I was laughing. “This is a first,” I told Debbie. “He usually loves the taste of makeup. The oil in it or something, I suppose. It restricts the women I can bring home to the ones who don’t mind having their makeup licked off.”
“By Spot you mean?” Dan asked, and everybody laughed, including Debbie, who had seemed a little more upset than necessary.
“He ... he wouldn’t like this makeup,” Debbie said. I thought I caught a touch of ruefulness in her voice.
“So you really think I’m doing a good job?” I asked.
“Yes, I do.” She had her hand to her face where Spot had licked it, as if his tongue had burned her. She turned her head away for a second, looked at her fingers, glanced at Dan for a second, then looked at me with her rich-girl smile back in place.
“Yes, I do, Matt,” she said, and she was back to the way I’d always known her. Still, it was interesting, after all these years, to get a glimpse of the girl Dan had fallen in love with.
We walked back to the house. Debbie and I did all the talking, which was unusual with Dan around, but then he had a lot on his mind. He certainly looked as though he had a lot on his mind. He walked a little ahead of Debbie and me with his head down and his hands in his pockets. He would have been kicking at pebbles if the Whitten groundskeepers had been so slovenly as to allow any pebbles to be present.
Debbie still wanted to talk about Spot. “I’m very happy about the way he looks, Matt. You might run him a little more to tone up his muscles into tip-top shape, but other than that, he’s perfect.”
Then she had a proposition for me, or rather, for Spot. “Listen, Matt, let’s breed him!”
“Now?” It was a stupid remark, but it was the first thing that jumped into my head. My brain frequently surprises me that way; I hear myself saying things I have no awareness of having thought of. Out of every thousand times it happens, the ratio breaks down to 800 stupidities, 198 serendipities, and 2 flashes of brilliance.
Debbie answered the question, stupid or not. “No, tomorrow. Vanilla—she’s our prize bitch—is coming into heat, and we haven’t been able to find anyone really terrific to breed her with. They’re related in just the right way, too, so it will be good for the gene pool. I’ll even supervise it myself. What do you think?”
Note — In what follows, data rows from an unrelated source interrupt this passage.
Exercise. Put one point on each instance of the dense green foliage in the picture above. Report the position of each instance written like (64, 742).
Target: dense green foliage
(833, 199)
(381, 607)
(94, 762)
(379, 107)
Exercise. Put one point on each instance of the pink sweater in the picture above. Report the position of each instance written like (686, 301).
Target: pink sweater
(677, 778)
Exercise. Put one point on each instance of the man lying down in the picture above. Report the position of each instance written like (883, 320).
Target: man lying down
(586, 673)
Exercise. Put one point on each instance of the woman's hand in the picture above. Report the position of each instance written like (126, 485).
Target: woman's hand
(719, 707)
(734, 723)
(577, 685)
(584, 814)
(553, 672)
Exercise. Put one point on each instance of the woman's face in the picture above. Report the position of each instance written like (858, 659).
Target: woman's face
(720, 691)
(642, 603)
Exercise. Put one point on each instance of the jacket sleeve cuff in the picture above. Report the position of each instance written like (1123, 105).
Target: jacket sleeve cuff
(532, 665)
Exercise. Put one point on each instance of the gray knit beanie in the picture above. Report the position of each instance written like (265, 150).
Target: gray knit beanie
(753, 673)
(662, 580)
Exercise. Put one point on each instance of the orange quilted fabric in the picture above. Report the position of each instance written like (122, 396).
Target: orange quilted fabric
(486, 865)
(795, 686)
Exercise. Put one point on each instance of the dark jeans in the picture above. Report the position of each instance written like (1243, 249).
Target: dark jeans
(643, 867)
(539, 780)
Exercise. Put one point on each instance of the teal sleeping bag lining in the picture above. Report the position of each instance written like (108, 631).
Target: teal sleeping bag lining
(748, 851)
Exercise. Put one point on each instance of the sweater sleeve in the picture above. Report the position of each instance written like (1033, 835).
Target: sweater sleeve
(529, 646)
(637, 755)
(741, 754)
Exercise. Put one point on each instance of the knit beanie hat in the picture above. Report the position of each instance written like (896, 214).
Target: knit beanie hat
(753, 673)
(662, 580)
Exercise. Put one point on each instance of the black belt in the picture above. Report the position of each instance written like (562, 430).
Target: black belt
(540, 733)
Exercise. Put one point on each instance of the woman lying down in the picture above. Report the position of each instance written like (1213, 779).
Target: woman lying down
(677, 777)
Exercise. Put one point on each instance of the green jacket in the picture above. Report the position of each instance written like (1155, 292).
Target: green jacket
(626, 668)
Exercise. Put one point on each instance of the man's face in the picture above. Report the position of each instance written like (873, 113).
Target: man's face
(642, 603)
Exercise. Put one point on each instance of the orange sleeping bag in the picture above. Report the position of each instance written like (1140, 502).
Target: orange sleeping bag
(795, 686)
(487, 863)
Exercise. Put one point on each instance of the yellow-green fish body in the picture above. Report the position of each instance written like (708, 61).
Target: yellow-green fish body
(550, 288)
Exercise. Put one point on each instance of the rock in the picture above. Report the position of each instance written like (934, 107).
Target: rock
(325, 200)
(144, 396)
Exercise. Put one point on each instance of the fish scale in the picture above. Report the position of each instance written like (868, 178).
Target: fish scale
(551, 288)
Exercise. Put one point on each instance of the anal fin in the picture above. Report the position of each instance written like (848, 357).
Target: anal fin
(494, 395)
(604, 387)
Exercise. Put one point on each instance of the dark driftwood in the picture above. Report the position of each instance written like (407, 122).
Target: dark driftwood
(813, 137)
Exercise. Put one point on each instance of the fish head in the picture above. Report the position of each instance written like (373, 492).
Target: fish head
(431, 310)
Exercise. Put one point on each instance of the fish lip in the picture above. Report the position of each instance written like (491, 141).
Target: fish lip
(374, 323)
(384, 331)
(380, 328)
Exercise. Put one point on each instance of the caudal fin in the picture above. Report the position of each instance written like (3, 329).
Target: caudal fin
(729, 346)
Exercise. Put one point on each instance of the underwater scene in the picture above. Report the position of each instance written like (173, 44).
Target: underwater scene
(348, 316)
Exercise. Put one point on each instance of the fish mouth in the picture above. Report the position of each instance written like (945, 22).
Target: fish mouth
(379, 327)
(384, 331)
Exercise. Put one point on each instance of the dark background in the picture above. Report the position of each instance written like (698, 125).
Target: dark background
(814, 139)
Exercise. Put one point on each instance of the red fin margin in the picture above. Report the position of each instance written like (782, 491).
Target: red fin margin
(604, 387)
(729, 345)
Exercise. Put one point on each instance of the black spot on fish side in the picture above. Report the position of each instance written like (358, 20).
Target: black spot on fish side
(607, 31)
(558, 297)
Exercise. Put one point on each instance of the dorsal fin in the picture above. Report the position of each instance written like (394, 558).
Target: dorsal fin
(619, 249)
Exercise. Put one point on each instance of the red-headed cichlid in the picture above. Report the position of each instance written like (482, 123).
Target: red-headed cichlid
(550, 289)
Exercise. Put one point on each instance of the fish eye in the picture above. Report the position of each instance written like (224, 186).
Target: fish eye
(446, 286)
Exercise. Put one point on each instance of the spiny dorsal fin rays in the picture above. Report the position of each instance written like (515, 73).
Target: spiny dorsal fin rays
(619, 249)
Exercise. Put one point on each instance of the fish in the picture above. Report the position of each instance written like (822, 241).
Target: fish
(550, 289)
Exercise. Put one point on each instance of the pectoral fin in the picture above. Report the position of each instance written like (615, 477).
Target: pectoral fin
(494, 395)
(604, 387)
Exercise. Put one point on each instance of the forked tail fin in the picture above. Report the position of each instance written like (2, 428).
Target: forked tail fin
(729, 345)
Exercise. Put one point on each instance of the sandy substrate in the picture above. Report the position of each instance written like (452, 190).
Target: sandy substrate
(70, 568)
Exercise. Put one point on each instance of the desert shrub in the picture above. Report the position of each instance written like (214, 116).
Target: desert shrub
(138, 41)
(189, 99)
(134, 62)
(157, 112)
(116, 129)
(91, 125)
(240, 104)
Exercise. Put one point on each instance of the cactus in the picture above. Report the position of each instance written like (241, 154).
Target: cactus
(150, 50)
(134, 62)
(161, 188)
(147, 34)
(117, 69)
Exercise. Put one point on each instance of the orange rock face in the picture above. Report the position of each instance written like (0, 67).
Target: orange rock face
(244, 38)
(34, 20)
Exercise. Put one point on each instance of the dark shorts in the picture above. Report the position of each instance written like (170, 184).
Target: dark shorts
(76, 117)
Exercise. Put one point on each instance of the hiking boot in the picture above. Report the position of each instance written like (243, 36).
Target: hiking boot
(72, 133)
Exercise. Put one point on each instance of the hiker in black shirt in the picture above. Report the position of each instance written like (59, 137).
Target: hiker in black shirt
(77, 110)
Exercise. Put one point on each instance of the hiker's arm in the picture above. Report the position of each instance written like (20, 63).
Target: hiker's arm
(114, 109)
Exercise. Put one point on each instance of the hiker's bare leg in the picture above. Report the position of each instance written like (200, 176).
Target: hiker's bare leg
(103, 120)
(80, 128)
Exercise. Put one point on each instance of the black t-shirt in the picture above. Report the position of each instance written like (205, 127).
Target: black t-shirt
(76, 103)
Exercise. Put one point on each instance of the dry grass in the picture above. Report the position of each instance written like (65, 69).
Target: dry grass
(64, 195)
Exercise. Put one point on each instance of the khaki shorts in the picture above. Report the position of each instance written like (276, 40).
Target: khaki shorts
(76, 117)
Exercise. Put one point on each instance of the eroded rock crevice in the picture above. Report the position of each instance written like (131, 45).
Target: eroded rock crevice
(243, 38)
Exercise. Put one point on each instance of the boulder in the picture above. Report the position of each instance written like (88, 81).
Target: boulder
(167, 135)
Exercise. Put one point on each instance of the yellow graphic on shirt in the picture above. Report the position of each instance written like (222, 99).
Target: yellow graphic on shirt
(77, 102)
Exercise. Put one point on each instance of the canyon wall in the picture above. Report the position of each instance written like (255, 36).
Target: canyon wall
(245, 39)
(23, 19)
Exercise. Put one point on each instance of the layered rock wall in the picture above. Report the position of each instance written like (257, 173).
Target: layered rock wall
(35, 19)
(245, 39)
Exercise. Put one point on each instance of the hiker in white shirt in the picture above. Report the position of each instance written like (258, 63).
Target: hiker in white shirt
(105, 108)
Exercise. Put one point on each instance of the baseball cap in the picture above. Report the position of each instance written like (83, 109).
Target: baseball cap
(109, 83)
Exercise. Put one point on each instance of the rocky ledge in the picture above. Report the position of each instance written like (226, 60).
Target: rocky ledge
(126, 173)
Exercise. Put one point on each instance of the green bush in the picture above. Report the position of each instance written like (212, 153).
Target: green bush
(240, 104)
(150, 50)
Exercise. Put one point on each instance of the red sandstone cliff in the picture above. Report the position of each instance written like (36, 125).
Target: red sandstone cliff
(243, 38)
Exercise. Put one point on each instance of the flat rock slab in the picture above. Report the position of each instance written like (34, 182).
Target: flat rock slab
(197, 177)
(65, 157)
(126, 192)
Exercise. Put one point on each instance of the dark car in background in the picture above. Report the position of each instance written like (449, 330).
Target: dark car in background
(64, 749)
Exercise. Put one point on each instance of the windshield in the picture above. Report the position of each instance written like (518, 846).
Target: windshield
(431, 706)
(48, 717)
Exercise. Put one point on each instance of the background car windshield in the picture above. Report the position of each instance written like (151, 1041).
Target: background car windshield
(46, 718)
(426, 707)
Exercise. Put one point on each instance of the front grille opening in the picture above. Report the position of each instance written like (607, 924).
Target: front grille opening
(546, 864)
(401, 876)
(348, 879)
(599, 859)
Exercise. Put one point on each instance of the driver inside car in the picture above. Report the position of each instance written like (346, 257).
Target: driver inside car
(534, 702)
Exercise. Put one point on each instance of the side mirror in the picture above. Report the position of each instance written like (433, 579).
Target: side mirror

I told her to go ahead; it wasn’t as if Spot were the one who was going to get pregnant, sticking me with a bunch of puppies to worry about.
“You want to come watch?” Debbie asked me.
I was put off for a second, a little anthropomorphism at work. Then I thought, what the hell, it’s not as if the dogs mind, and besides, Spot has been known to sneak in where he wasn’t wanted and watch me doing it. Let him see what it feels like.
“Okay, if I can make it. I’ll be tied up in the first session of that hearing tomorrow until late afternoon.”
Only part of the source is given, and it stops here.